自衛隊の戦闘機にアニメが描かれ、ずいぶん文化のレベルが落ちましたね、というのが感慨か、

逆に、日本画の画壇など、アッパー階級は戦争や憲法改正に興味がないという、安心していいものか。

本画集の絵たちは、技術が突出してそういう目的に奉仕してしまったということで、書いた人も発禁にしてほしいと思ってるかもしれず、お蔵入りになったのは丁度良いです。
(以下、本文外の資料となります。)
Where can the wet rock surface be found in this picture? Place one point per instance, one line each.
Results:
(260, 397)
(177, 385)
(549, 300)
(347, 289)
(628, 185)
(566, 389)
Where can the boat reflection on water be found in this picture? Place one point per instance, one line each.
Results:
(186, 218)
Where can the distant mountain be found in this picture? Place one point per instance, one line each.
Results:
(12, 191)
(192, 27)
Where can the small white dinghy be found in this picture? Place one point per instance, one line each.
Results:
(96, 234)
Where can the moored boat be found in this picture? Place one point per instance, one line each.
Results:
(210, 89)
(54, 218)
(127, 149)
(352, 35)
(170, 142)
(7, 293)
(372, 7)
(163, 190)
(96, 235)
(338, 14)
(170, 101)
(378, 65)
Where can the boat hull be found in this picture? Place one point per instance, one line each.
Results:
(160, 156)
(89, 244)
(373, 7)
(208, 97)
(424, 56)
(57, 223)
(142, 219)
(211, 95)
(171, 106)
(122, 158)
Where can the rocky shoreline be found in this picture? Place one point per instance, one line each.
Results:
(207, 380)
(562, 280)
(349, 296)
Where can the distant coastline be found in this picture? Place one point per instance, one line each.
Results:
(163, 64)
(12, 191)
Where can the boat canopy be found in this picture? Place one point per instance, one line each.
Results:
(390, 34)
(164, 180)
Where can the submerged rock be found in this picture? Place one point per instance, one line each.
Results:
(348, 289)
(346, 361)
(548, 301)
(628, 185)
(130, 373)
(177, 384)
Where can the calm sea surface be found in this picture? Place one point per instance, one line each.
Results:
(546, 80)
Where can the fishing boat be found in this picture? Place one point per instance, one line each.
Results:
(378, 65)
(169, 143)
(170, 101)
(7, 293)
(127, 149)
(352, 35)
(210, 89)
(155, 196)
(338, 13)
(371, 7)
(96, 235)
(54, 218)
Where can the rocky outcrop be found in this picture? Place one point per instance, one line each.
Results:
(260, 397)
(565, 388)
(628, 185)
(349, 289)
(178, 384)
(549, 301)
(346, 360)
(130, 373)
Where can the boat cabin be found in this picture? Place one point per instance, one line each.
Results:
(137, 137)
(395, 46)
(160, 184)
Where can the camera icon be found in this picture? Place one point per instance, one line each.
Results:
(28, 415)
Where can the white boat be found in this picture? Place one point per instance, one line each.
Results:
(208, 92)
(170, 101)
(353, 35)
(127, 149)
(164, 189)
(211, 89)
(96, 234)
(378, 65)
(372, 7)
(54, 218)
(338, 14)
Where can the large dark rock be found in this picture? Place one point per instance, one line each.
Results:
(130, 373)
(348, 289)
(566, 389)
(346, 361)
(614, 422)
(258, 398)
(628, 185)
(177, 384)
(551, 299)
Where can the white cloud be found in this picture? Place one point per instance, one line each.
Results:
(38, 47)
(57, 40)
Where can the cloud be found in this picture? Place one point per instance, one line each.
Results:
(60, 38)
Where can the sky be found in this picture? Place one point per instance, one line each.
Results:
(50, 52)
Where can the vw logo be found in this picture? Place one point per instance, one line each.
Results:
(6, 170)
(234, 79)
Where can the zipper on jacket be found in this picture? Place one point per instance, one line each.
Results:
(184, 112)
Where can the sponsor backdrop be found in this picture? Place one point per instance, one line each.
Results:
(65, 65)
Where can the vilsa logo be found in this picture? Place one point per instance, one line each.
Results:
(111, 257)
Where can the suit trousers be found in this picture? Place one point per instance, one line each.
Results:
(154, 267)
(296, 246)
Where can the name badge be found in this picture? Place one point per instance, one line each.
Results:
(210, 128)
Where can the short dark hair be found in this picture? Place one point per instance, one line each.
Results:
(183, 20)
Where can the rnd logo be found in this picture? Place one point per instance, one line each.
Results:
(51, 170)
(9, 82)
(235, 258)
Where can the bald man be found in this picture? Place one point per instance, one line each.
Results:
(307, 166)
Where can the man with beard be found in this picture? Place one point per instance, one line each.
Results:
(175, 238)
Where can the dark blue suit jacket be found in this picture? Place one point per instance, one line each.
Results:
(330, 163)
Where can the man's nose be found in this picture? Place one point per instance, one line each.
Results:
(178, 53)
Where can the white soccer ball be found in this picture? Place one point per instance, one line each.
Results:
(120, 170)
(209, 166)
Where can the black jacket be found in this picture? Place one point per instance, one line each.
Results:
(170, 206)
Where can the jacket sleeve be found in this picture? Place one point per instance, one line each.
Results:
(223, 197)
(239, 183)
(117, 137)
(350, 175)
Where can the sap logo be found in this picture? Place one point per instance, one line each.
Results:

戦後アメリカ軍に押収されて、日本に置いてあるのは、日本への永久貸与という形です。

再軍備とかになって、一大放出展みたいになったらイヤですが。表紙の絵はイマイチ暗いですが(これ描いた人、モロに反戦の意図出してないですか?大丈夫だったのか)、中身の絵はもっと良いし、難しいことを考えずに何となくパラパラ見ても衝撃です。ナチスの絵とかも見てみたいですが、やはり発禁なのか。